After one season with the Cowboys, McDonald went to his sixth Pro Bowl in the first of his two years with the Rams, then played for the Atlanta Falcons and the Cleveland Browns, retiring after the 1968 season. He amassed 8,410 yards in receptions for 17 yards per catch.

Thomas Franklin McDonald was born on July 26, 1934, in Roy, Oklahoma, a cattle-ranching town. His father, Clyde E. McDonald, was a farmer there and his mother, Beulah (Proctor) McDonald, was a homemaker. When he was in his teens, his family moved to Albuquerque, New Mexico, where his father was a licensed electrician. Tommy excelled in football, basketball and track in high school.

Bud Wilkinson, the Oklahoma coach, took a chance on McDonald and installed him at halfback. He played on three consecutive unbeaten Sooner teams and was a consensus All-American as a senior in 1956, when he ran for 853 yards, an average of 7.2 yards a carry, and 12 touchdowns. He also caught four touchdown passes.

“He figures any play that doesn’t go for a touchdown is a failure,” Wilkinson told The Daily Oklahoman.

The Maxwell Football Club of Philadelphia named McDonald the nation’s leading collegiate player of 1956, and he finished third in the Heisman Trophy balloting.

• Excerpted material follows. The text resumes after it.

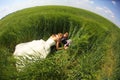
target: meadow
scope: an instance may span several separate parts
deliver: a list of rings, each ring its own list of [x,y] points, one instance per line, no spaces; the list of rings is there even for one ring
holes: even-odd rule
[[[47,40],[69,32],[72,44],[44,60],[15,67],[13,52],[19,43]],[[120,29],[90,11],[67,6],[37,6],[0,20],[0,80],[119,80]]]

But he had to wait until the third round of the 1957 NFL draft before the Eagles selected him.

After leaving football, he owned a business that provided artists to paint portraits on commission; athletes and businessmen were frequent subjects.

McDonald, who had lived in King of Prussia, Pennsylvania, with his wife, Patricia (Gallagher) McDonald, until her death on New Year’s Day this year, died at the home of his daughter Sheryl Capone.

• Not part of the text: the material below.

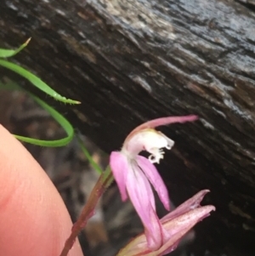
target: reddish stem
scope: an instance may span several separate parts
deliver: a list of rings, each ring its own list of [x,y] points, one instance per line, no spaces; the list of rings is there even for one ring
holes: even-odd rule
[[[101,174],[93,191],[91,191],[89,198],[84,206],[81,215],[79,216],[77,221],[73,225],[71,233],[65,241],[65,246],[60,256],[67,256],[76,239],[76,236],[84,229],[88,219],[94,215],[95,206],[109,185],[109,181],[110,181],[111,179],[111,175],[108,175],[105,178],[104,174]]]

In addition to her and his son Christopher, he is survived by another son, Tom; another daughter, Tish McDonald; his brother, Clyde Ray McDonald; and five grandchildren.

For all his achievements, McDonald knew his limitations.

“The biggest thing I have learned is not to struggle with the big boys,” he wrote in Sports Illustrated. “Whichever way a tackler wants to take me is the way I am perfectly happy to go. I fall like 175 pounds of spaghetti.”